Als Jürgen seine Sexualität entdeckte, schoben ihn die Eltern ins Heim ab. Später Drill und Frömmigkeit in einem katholischen Internat. Wenn Jürgen in Marienhausen bei den Salesianern das Schweigegebot verletzte, haben die Priester ihm „in die Fresse gehauen, dass ich unter den Betten hindurchgesegelt bin“. Der Versuch, Freundschaften aufzubauen scheitert. An der katholischen Doppelmoral, die aus Angst vor homosexuellen Handlungen jede Bindung der Jungen verbietet, aber auch an Bartschs extremer Anhänglichkeit. Über einen Kameraden sagt er: „Ich hing wie eine Klette an dem. Das war für den Jungen natürlich nicht auszuhalten.“ Ein Außenseiter, immer. „Ich habe mich schlagen lassen in der Schule und mir dann ausgemalt, wie ich alle in den Bauch trete, wenn ich groß bin.“

Eines Tages schreibt er in großen Buchstaben an den Kühlschrank: „Der Rächer“.

Vor 50 Jahren fand die Polizei am Ort der Rache die Leichenteile der Kinder, dazu Messer, Drahtschlingen, Kerzen, Streichhölzer. Die anschließenden Prozesse haben „die Strafjustiz maßgeblich verändert“, sagt Benecke. Der Fall hat dafür gesorgt, dass in ähnlichen Fällen nicht mehr nach dem Henker, sondern nach dem Arzt gerufen wird. Nachdem Bartsch in erster Instanz zu lebenslanger Haft verurteilt wurde, gestand man ihm in der Revision verminderte Schuldfähigkeit zu. Der Richter schickte ihn in die psychiatrische Klinik Eickelborn.
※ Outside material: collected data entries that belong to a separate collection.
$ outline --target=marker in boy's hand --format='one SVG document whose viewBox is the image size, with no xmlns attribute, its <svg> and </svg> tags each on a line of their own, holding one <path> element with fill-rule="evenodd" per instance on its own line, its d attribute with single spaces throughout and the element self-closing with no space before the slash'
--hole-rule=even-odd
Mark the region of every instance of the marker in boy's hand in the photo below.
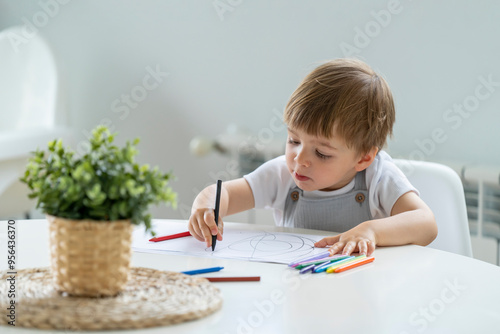
<svg viewBox="0 0 500 334">
<path fill-rule="evenodd" d="M 217 236 L 217 240 L 222 241 L 224 222 L 219 215 L 219 226 L 215 225 L 214 209 L 201 208 L 191 213 L 188 228 L 193 237 L 199 241 L 205 241 L 207 247 L 211 247 L 213 235 Z"/>
<path fill-rule="evenodd" d="M 224 187 L 222 187 L 221 193 L 224 193 Z M 216 202 L 216 185 L 206 187 L 193 203 L 188 229 L 193 237 L 199 241 L 204 241 L 207 247 L 212 246 L 212 236 L 217 236 L 217 240 L 222 241 L 224 222 L 221 217 L 225 211 L 220 210 L 220 205 L 223 203 L 224 197 L 226 196 L 222 196 L 221 194 L 218 223 L 215 222 L 214 208 L 214 203 Z"/>
<path fill-rule="evenodd" d="M 224 232 L 222 218 L 255 206 L 250 186 L 244 179 L 223 182 L 219 202 L 219 226 L 217 227 L 214 213 L 216 190 L 217 186 L 213 184 L 196 196 L 188 223 L 189 232 L 197 240 L 204 241 L 207 247 L 212 246 L 212 235 L 216 235 L 217 240 L 222 241 Z"/>
</svg>

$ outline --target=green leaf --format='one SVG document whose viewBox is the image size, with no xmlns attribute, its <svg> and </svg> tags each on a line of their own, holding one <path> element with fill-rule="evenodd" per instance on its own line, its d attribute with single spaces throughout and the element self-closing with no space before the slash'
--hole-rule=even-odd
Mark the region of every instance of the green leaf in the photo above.
<svg viewBox="0 0 500 334">
<path fill-rule="evenodd" d="M 61 140 L 50 141 L 47 152 L 32 152 L 20 178 L 37 208 L 71 219 L 130 219 L 151 230 L 150 205 L 176 206 L 176 193 L 168 185 L 172 173 L 139 165 L 139 138 L 123 147 L 113 145 L 115 134 L 97 126 L 89 139 L 90 151 L 77 156 Z M 154 232 L 151 232 L 154 233 Z"/>
</svg>

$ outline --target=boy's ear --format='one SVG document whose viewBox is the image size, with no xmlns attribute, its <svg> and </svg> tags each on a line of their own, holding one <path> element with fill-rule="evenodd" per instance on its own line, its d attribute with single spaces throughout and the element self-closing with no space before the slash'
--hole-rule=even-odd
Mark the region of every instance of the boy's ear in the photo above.
<svg viewBox="0 0 500 334">
<path fill-rule="evenodd" d="M 378 147 L 374 146 L 370 149 L 370 151 L 368 151 L 365 154 L 362 154 L 358 162 L 356 163 L 356 166 L 354 167 L 356 171 L 361 172 L 362 170 L 368 168 L 368 166 L 372 164 L 373 160 L 375 160 L 377 152 L 378 152 Z"/>
</svg>

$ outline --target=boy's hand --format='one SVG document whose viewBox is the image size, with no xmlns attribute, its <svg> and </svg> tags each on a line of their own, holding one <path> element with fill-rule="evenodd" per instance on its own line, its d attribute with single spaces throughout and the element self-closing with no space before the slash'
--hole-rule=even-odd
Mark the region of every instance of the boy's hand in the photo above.
<svg viewBox="0 0 500 334">
<path fill-rule="evenodd" d="M 314 247 L 330 246 L 328 250 L 331 255 L 342 253 L 351 255 L 353 252 L 370 256 L 375 251 L 375 233 L 366 226 L 360 224 L 349 231 L 334 237 L 326 237 L 314 244 Z"/>
<path fill-rule="evenodd" d="M 207 247 L 210 247 L 212 246 L 212 235 L 217 235 L 217 240 L 222 241 L 224 223 L 219 216 L 219 227 L 217 228 L 214 210 L 200 208 L 191 213 L 188 229 L 193 237 L 199 241 L 205 241 Z"/>
</svg>

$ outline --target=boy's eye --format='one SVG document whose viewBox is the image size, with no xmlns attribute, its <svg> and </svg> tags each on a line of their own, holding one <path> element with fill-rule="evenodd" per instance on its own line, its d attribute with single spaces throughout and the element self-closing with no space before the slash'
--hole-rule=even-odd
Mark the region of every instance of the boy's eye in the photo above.
<svg viewBox="0 0 500 334">
<path fill-rule="evenodd" d="M 325 160 L 326 160 L 326 159 L 328 159 L 328 158 L 331 158 L 331 156 L 329 156 L 329 155 L 324 155 L 324 154 L 322 154 L 322 153 L 321 153 L 321 152 L 319 152 L 319 151 L 316 151 L 316 155 L 317 155 L 320 159 L 325 159 Z"/>
<path fill-rule="evenodd" d="M 298 145 L 298 144 L 300 144 L 298 141 L 293 140 L 292 138 L 289 138 L 289 139 L 288 139 L 288 143 L 289 143 L 289 144 L 292 144 L 292 145 Z"/>
</svg>

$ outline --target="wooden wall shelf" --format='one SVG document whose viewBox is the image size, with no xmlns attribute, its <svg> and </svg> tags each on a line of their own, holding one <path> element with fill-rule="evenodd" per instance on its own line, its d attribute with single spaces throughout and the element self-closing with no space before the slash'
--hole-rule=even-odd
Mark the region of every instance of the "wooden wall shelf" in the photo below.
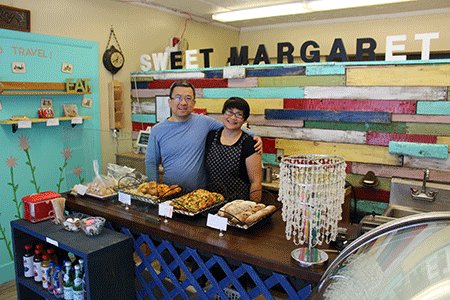
<svg viewBox="0 0 450 300">
<path fill-rule="evenodd" d="M 86 95 L 91 92 L 73 92 L 66 90 L 64 82 L 0 82 L 0 95 Z"/>
<path fill-rule="evenodd" d="M 31 121 L 31 123 L 45 123 L 48 120 L 52 120 L 52 119 L 58 119 L 59 121 L 71 121 L 74 118 L 82 118 L 83 120 L 86 120 L 86 119 L 92 119 L 92 116 L 56 117 L 56 118 L 50 118 L 50 119 L 30 118 L 28 120 L 21 120 L 21 121 Z M 19 129 L 19 122 L 20 121 L 0 120 L 0 125 L 11 125 L 12 132 L 15 133 L 17 131 L 17 129 Z M 76 125 L 77 124 L 72 124 L 72 127 L 75 127 Z"/>
</svg>

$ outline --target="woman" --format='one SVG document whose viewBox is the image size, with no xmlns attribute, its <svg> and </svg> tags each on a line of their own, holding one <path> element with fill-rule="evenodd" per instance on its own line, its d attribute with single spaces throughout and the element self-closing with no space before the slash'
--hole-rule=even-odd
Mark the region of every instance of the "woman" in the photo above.
<svg viewBox="0 0 450 300">
<path fill-rule="evenodd" d="M 223 125 L 210 131 L 206 140 L 208 189 L 228 201 L 261 200 L 261 155 L 255 152 L 253 138 L 241 130 L 250 115 L 242 98 L 231 97 L 223 108 Z"/>
</svg>

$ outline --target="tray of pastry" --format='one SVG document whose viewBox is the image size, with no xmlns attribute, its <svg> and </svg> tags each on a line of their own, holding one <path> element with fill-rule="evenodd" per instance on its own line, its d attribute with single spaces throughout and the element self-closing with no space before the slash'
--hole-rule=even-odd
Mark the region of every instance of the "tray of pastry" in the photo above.
<svg viewBox="0 0 450 300">
<path fill-rule="evenodd" d="M 172 199 L 169 201 L 169 205 L 173 206 L 175 213 L 196 216 L 220 207 L 224 201 L 225 198 L 219 193 L 197 189 L 181 197 Z"/>
<path fill-rule="evenodd" d="M 239 229 L 250 227 L 269 219 L 276 211 L 275 205 L 265 205 L 249 200 L 234 200 L 225 204 L 217 212 L 228 219 L 228 225 Z"/>
<path fill-rule="evenodd" d="M 183 189 L 179 185 L 167 185 L 149 181 L 139 184 L 136 187 L 125 187 L 121 189 L 122 193 L 129 194 L 131 199 L 142 201 L 149 204 L 158 204 L 179 196 Z"/>
<path fill-rule="evenodd" d="M 117 192 L 114 190 L 114 186 L 91 182 L 87 184 L 85 195 L 104 200 L 116 196 Z"/>
</svg>

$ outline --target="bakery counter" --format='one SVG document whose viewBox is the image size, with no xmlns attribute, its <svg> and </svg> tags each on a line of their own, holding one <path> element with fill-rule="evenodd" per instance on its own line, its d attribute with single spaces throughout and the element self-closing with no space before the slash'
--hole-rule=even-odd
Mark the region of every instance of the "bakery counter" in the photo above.
<svg viewBox="0 0 450 300">
<path fill-rule="evenodd" d="M 256 286 L 262 284 L 267 288 L 264 291 L 262 287 L 258 286 L 257 289 L 255 287 L 253 294 L 251 294 L 252 289 L 250 288 L 248 294 L 250 298 L 253 297 L 251 295 L 269 296 L 273 292 L 271 289 L 277 284 L 289 285 L 288 291 L 285 290 L 283 293 L 287 293 L 290 297 L 294 294 L 289 293 L 295 290 L 298 298 L 301 293 L 309 294 L 311 286 L 319 282 L 329 263 L 313 268 L 303 268 L 291 260 L 291 251 L 297 246 L 292 241 L 286 240 L 285 223 L 281 219 L 281 210 L 275 212 L 266 222 L 257 224 L 248 230 L 229 227 L 223 236 L 220 236 L 218 230 L 206 226 L 206 216 L 189 217 L 174 213 L 173 218 L 165 223 L 157 216 L 156 207 L 143 211 L 142 207 L 138 207 L 140 205 L 136 207 L 132 205 L 130 209 L 126 210 L 117 200 L 105 201 L 73 195 L 67 195 L 66 205 L 75 211 L 103 216 L 122 228 L 123 232 L 128 230 L 133 232 L 136 243 L 135 250 L 139 252 L 138 255 L 141 256 L 141 259 L 148 260 L 149 263 L 157 259 L 161 265 L 167 264 L 172 271 L 176 269 L 177 265 L 180 266 L 184 273 L 188 273 L 186 281 L 190 282 L 184 283 L 184 285 L 180 283 L 180 293 L 188 285 L 195 288 L 196 284 L 193 281 L 198 281 L 197 279 L 202 274 L 208 278 L 208 282 L 212 284 L 212 288 L 219 295 L 230 284 L 240 293 L 246 293 L 247 290 L 244 285 L 240 285 L 240 281 L 243 274 L 247 273 Z M 145 254 L 145 251 L 141 253 L 144 242 L 150 248 L 151 254 L 148 256 L 144 256 L 148 254 Z M 161 245 L 168 247 L 171 259 L 167 260 L 163 258 L 164 255 L 154 253 L 164 252 L 164 246 Z M 336 256 L 333 250 L 328 254 L 330 260 Z M 191 267 L 187 256 L 194 257 L 196 263 L 199 264 L 197 270 L 188 270 Z M 226 274 L 225 279 L 217 279 L 217 281 L 212 279 L 211 276 L 215 276 L 212 271 L 213 266 L 211 266 L 213 262 L 204 257 L 212 257 L 218 264 L 223 263 L 220 267 Z M 162 259 L 165 261 L 162 262 Z M 199 262 L 197 259 L 202 259 L 202 261 Z M 173 279 L 170 274 L 150 273 L 156 282 L 164 276 Z M 258 276 L 259 279 L 255 281 L 254 276 Z M 291 283 L 292 278 L 302 282 L 300 287 L 295 287 L 295 284 Z M 201 292 L 197 293 L 201 294 Z M 202 298 L 202 295 L 197 296 Z"/>
</svg>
„Ein ganz besonders lieber Junge“

Bartsch starb mit 29 Jahren bei der Operation zu seiner Kastration, auf die er lange gedrängt hatte. „Er wollte unbedingt ein normales Leben führen“, sagt Benecke. „Er dachte, die Entmannung sei seine Chance.“ Auch mit seinen Eltern hatte er sich zum Schluss versöhnt: „Ich verstehe mich mit ihnen so gut wie nie. Weil ich heute ein ganz besonders lieber Junge bin.“

Der Stollen ist längst zugemauert. Nur der Ortskundige kann das Weiß der Backsteinmauer durch das Gestrüpp schimmern sehen. Lediglich ein kleines Loch führt noch in die finstere Höhle. Für die Fledermäuse.